How has the advancement of circuits been disrupted lately? Ah, they have hit a miniaturization threshold. They are able to make another step, but it’s becoming difficult to the point of ceasing to be practical.
The order our technology tunes into, well, let’s say technology does not fly in the face of nature. Our style of thinking does. Our unnaturally constrained system of rules making. Rule does not equal will. Will does not equal rule. The two are mutually exclusive. Even if you accept the notion that humans have no free will and their behaviour is all deterministic, then human behaviour still mirrors natural law and thus is not amenable to unnatural interruptions or blind exploitation. Exploit something with ignorance of its nature, any part of its nature, and the only end result is destruction. You can destroy a person that way. You can destroy a planet that way also.

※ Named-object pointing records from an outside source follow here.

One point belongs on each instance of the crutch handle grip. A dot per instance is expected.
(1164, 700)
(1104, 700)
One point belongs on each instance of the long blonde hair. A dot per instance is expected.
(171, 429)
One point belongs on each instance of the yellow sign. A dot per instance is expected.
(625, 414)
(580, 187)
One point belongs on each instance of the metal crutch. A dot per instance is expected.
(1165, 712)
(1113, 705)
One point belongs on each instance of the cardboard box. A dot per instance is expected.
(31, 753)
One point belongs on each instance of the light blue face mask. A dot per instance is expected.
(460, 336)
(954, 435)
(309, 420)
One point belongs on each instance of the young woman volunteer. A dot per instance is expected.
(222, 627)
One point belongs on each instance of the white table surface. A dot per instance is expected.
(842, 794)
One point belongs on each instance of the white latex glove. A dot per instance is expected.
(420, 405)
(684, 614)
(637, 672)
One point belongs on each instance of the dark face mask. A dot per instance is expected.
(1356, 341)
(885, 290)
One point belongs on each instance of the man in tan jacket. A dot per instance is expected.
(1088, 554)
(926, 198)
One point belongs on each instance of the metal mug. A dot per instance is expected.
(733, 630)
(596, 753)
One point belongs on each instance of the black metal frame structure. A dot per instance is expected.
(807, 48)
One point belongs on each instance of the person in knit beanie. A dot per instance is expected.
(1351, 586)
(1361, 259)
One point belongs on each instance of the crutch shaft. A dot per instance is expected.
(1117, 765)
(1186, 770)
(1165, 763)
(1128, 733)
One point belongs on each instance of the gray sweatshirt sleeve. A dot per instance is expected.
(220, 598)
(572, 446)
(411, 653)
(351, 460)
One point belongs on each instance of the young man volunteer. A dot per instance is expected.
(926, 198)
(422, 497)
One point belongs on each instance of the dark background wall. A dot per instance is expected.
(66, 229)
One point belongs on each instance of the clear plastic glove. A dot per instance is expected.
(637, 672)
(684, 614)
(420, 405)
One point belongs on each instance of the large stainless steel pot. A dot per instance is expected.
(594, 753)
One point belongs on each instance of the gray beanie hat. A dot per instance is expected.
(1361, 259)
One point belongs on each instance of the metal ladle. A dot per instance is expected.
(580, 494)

So yes, free will, and to answer the question if there is free will… There is free will. It is a force of nature. It is what introduces the supposed randomness, variability and coincidence. They try to insist on mechanisms like Darwinian evolution, but nothing is that simplistic, nothing so cut and dried. We don’t arrive at reality by process of elimination. It’s a process of conclusion. We try to eliminate bacteria, nature responds with “yes and.” We try to eliminate viruses, nature responds with “yes and.” We try to eliminate other species, nature responds with “yes and.” We try to eliminate forces of nature, natural events, nature responds with “yes and.” It’s been indulging us so far, but it can’t be ignored. That will never be possible. Harmonization, yes. Human sovereignty, no. There can be no human sovereignty even over humanity itself. This is why our systems of government fail with increased and genuine understanding of human nature. Like the bacteria in your gut, a quarum can be successfully reached, living balance established, but not with anything that denies that.
I can summarize the spiral of life. It’s akin to the golden ratio. That same thing that shows up in a spider web, or a nautilus shell. It also shows up in your feelings, your sensations. Feelings and sensation taken together to make experiences. Just as violating the principles of structural and organic stability leads to failure, it does the same in a human mind and heart as well. It’s not a moral judgment. Nature doesn’t care for good boys and girls. Nature doesn’t make that sort of judgment. It just follows the spiral, “yes and.” Everything you do moves you along that swaying path. It dances with you, “yes and.”
I think we’ve still yet to learn the meta rules on how humans work. Perhaps we will. I will do my best to contribute to that. I do hope my offering helps.
Your thoughts are welcome. Be well friends.